About 50 million Americans, or one in six, are food insecure, according to the UDSA definition, meaning they are often forced to skip meals, eat less at meals, buy cheap non-nutritious food and/or sometimes feed their children but not themselves. 16.7 million children, or one in five, are food insecure. There are 17.5 million households (14.3 percent of all households) suffering from severe food insecurity, which means they are often hungry.19.5 percent of households with children were food insecure in 2013.

48 million Americans rely on SNAP (Supplemental Assistance Program, formerly food stamps) to meet their food needs. For 6 million people, SNAP is their only source of income.

In what may seem an ironic twist, more than 12 million children who suffer from hunger are also overweight or obese. Many families suffering from hunger and poverty live in areas where fresh, unprocessed, healthy food is not available or is expensive, and so the food that they have access to is nutritionally deficient. This phenomenon is often called the hunger-obesity paradox.

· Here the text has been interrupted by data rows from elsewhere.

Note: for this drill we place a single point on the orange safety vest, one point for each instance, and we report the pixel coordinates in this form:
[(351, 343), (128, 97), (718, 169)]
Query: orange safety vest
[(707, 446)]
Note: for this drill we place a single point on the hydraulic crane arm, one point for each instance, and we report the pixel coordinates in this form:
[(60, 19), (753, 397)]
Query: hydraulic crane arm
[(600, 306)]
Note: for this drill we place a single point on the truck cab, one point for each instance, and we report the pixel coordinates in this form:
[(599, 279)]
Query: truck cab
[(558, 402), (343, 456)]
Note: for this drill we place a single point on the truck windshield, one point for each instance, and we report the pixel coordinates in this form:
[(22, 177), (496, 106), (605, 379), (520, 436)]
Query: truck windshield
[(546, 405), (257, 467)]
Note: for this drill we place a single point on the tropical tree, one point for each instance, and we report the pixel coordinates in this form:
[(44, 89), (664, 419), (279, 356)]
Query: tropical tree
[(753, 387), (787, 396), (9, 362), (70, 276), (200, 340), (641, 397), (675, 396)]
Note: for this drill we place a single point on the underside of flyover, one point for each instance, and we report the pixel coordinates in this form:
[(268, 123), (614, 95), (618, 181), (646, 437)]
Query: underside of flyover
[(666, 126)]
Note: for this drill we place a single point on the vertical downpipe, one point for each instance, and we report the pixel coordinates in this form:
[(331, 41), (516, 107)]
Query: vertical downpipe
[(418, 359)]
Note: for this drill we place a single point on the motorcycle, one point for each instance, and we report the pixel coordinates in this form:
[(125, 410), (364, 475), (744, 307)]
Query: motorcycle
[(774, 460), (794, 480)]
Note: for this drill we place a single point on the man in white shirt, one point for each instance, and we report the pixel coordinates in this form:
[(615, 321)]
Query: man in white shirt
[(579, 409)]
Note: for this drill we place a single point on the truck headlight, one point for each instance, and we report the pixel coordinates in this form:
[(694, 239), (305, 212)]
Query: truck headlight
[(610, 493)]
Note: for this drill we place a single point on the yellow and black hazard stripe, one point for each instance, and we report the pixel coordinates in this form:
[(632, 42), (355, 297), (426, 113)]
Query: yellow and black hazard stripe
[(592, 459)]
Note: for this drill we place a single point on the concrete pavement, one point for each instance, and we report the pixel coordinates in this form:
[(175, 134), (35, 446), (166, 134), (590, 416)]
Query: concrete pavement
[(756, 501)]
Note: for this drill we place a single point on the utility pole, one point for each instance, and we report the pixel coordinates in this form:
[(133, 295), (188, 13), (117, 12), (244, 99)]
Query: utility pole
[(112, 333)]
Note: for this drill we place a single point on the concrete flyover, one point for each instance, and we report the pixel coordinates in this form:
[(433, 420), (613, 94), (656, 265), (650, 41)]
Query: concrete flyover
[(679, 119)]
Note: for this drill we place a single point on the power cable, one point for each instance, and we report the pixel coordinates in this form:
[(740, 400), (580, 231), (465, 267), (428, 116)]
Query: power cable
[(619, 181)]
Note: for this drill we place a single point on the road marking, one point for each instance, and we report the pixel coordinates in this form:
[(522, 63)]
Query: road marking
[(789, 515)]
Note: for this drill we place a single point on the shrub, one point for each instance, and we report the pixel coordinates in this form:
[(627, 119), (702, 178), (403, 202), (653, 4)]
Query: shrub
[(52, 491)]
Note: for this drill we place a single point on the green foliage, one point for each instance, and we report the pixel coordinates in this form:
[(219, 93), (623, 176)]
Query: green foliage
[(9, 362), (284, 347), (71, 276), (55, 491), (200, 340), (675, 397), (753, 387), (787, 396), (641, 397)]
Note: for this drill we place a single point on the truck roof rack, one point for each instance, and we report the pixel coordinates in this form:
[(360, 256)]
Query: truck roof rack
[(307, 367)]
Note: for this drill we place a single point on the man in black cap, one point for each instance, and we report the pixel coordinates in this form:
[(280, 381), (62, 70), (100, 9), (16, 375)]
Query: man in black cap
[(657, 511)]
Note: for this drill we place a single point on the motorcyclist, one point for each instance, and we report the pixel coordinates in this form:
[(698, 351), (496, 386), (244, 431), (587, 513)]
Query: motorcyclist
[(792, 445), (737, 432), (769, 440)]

Poverty, a root cause of hunger, is also often indicated by marginal income, and access to healthcare, education, clothing and shelter. In the US, there are 46.2 million people living in poverty, including 21.9 percent of children. Federal guidelines set the poverty rate at $23,050 for a family of four, but depending on a family’s specific city and state of residence, the actual minimum amount required to raise a family could be two or three times that. In 2010, farmworker households had staggeringly low family incomes, with a median between $7,500 and $10,000, and over three-fifths of farm worker households were living in poverty. The vast majority of people who grow, pick, and process our food live in poverty and cannot afford to buy adequate healthy food.


Worldwide, one in three people live on less than the equivalent of $1.25 a day, and two in three people on less than $2 a day. 30 percent of children living in developing countries – about 600 million – live on less than $1 a day.